The Associated Press hat He mehrmals telefonisch und per E-Mail kontaktiert, aber er hat einem Interview nicht zugestimmt. Er sagte am Wochenende auf Twitter, dass er das Posten dort unterbrechen werde, um sich auf seine Forschung zu konzentrieren. Andere in der wissenschaftlichen Welt sind derweil geteilter Meinung über seine Bemühungen um ein Comeback – wobei einige ernsthafte Zweifel äußern.

„Wir müssen klarstellen: Er hat keine Erfahrung in der Genbearbeitung“ und sein vorheriges Experiment war „eine totale, totale Katastrophe“, sagte Kiran Musunuru, ein Experte für Genbearbeitung an der Universität von Pennsylvania, der ein Buch über den Fall geschrieben hat. „Ich verstehe, dass dies vielleicht ein Spiel ist, um seinen Ruf zu rehabilitieren … Aber wie kann jemand denken, dass dies eine gute Idee ist?“

Einige Wissenschaftler befürchten, dass er zu seiner vorherigen Arbeit zurückkehren könnte, bei der es darum ging, ein Werkzeug namens CRISPR-Cas9 zur genetischen Bearbeitung von Embryonen zu verwenden und ein Gen zu deaktivieren, das es HIV ermöglicht, in Zellen einzudringen.
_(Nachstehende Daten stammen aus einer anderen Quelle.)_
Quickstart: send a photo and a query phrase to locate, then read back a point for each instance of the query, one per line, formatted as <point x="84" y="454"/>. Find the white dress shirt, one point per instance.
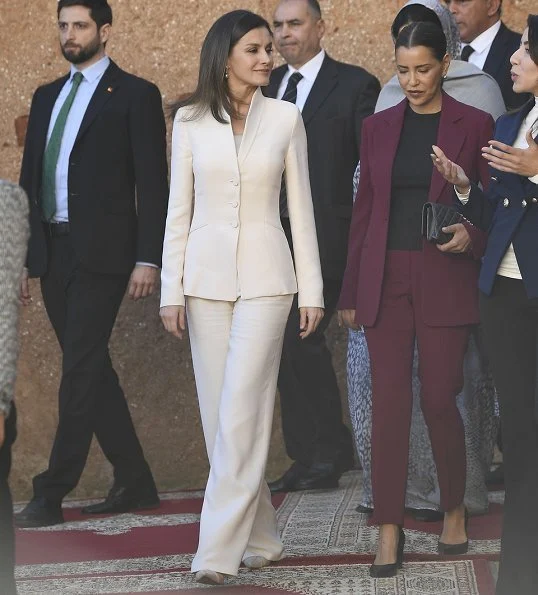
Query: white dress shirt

Die Idee war, zu versuchen, die Kinder resistent gegen AIDS zu machen.

Das Gen-Editing-Tool ist ein leistungsstarkes Werkzeug, das zu Behandlungen für viele Krankheiten führen kann. Die Wissenschaftler, die es entdeckt haben, wurden 2020 mit dem Nobelpreis ausgezeichnet. Aber Hes Arbeit wurde auf der ganzen Welt kritisiert, weil er durch die Bearbeitung von Embryonen versuchte, Änderungen vorzunehmen, die an zukünftige Generationen weitergegeben werden könnten — möglicherweise den Verlauf der menschlichen Evolution verändern. Die Arbeit war auch medizinisch unnötig und barg das Risiko, andere Gene zu verändern.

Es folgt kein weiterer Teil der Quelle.